Gotsezhy - Wiwa Community Tourism
Sierra Nevada, Colombia
In 2015, G Adventures began working in Colombia with the indigenous people of the Sierra Nevada — the Wiwa and Kogui. They are descendants of the ancient Tayrona people and have remained in isolation throughout history until the last couple of generations where they have had increased contact with the outside world as they struggle to avoid conflict in the high mountainous region where illegal activity persists. The Wiwa have a strong desire for access to tourism that upholds their cultural values and celebrates their customs.
Planeterra worked with the Wiwa community leaders directly to identify opportunities in communities along the Ciudad Perdida (Lost City) trekking route. Establishing a community enterprise on the trek route now provides opportunities for women to sell traditional bags and other handicrafts to customers from tour groups that visit the area as well as to provide meals to trekkers. Planeterra has worked with Wiwa Tours to develop a training and capacity-building program for the indigenous-owned tourism businesses and guides to increase employment opportunities in the area. As a result, a training kitchen, meal and handicraft experience have been developed in the Wiwa community of Gotsezhi.
Aduanemaku (aka Eduardo Gill) is the third of nine siblings.

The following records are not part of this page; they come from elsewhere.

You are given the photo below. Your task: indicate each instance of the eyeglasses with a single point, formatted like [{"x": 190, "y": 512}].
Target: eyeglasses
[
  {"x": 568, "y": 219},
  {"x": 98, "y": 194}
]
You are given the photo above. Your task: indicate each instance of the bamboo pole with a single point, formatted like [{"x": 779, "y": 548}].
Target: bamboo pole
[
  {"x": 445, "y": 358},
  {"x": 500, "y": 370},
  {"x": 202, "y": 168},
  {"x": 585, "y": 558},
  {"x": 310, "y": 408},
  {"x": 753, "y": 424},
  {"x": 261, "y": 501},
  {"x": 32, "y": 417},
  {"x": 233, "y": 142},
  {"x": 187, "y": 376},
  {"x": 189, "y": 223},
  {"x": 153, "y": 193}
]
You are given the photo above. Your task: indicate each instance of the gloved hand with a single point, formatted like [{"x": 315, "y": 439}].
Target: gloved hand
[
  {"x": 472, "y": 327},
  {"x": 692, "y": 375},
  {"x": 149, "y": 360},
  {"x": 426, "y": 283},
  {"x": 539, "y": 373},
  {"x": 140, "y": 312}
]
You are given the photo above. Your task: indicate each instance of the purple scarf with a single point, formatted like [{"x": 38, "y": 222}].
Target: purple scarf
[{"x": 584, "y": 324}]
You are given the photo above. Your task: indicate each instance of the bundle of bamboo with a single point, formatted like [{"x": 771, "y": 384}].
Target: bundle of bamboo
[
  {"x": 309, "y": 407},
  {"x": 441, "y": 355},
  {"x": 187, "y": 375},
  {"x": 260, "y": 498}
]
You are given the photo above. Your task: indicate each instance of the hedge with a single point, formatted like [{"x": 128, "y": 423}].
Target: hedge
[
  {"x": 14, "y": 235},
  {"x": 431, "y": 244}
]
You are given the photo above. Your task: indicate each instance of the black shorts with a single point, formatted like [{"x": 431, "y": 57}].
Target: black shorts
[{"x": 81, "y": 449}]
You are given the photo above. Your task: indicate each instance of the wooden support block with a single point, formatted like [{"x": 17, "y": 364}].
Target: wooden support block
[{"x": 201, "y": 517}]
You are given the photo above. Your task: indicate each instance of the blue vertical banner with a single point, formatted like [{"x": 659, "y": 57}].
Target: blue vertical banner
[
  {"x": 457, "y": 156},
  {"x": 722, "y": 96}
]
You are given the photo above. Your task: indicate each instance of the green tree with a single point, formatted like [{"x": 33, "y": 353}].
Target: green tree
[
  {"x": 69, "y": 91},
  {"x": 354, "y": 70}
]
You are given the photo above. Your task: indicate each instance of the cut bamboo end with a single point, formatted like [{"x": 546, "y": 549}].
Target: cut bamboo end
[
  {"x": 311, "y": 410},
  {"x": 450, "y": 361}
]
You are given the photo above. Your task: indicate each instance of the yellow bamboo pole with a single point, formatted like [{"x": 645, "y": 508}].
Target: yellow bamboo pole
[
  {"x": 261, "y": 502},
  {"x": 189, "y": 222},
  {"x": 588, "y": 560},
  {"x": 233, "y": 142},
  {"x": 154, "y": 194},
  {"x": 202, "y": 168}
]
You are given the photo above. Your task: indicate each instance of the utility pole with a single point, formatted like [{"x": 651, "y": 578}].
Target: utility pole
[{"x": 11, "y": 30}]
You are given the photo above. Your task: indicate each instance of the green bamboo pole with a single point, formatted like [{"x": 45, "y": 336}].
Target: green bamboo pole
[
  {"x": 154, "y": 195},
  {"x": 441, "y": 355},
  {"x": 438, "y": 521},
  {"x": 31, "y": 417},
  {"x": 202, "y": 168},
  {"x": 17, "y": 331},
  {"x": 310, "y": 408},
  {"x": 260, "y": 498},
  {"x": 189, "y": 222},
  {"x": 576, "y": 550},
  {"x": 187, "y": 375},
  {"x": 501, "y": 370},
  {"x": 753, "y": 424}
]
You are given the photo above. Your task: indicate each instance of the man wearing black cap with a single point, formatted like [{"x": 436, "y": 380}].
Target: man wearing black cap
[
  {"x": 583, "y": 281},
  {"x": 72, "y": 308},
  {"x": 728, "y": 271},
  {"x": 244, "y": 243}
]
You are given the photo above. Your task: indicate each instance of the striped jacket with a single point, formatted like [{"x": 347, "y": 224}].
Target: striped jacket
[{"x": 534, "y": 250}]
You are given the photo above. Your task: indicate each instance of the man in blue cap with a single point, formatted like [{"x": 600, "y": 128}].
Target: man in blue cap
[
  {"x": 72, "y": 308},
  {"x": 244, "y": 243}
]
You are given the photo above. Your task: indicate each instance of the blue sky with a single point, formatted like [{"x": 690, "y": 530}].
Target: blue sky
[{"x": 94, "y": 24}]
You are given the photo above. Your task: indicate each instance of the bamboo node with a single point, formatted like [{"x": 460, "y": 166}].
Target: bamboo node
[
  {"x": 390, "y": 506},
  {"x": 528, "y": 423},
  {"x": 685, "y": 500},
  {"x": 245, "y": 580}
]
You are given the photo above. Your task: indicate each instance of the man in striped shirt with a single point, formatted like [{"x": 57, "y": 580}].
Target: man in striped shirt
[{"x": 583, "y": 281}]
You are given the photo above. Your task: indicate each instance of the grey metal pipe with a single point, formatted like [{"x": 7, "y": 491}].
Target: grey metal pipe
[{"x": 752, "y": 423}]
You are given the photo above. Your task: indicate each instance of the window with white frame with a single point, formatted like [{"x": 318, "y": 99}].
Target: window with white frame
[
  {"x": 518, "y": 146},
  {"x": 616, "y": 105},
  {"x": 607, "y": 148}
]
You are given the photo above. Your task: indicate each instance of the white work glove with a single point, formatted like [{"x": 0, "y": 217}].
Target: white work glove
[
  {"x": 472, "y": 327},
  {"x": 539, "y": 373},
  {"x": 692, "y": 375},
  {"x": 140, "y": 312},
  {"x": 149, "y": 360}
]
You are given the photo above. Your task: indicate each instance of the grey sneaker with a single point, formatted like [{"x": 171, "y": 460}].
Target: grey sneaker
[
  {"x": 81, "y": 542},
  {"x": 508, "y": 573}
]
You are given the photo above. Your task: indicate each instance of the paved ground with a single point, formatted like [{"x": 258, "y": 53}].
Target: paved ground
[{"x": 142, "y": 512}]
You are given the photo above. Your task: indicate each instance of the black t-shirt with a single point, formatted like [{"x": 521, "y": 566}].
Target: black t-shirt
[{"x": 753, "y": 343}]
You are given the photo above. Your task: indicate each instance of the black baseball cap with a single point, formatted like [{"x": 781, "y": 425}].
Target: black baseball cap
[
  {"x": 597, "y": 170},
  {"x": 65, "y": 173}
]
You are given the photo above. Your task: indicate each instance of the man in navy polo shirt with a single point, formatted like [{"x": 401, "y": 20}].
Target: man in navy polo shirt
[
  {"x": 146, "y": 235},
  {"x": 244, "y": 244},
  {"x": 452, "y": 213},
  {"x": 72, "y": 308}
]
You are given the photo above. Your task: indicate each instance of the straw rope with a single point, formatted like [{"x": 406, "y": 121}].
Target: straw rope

His father is from the tribe Wiwa and his mother is from the tribe Kogui, both located in the Sierra Nevada de Santa Marta, in Colombia. Aduanemaku is considered a leader in the community for being descended from both indigenous group lineages. He speaks the languages Kogui and Wiwa, as well as Spanish. In 2008, he and some fellow Wiwa friends had the idea to bring tourists to Teyuna, today known as Ciudad Perdida (Lost City). Aduanemaku has been leading this Wiwa initiative for four years, and believes that tourism generates a lot of benefits, if and when it is well-managed. His goal was to work with his community to establish a micro-enterprise based on handicrafts to be sold along the trekking route, and to assist the Wiwas in their tourism development goals through training and infrastructure improvements.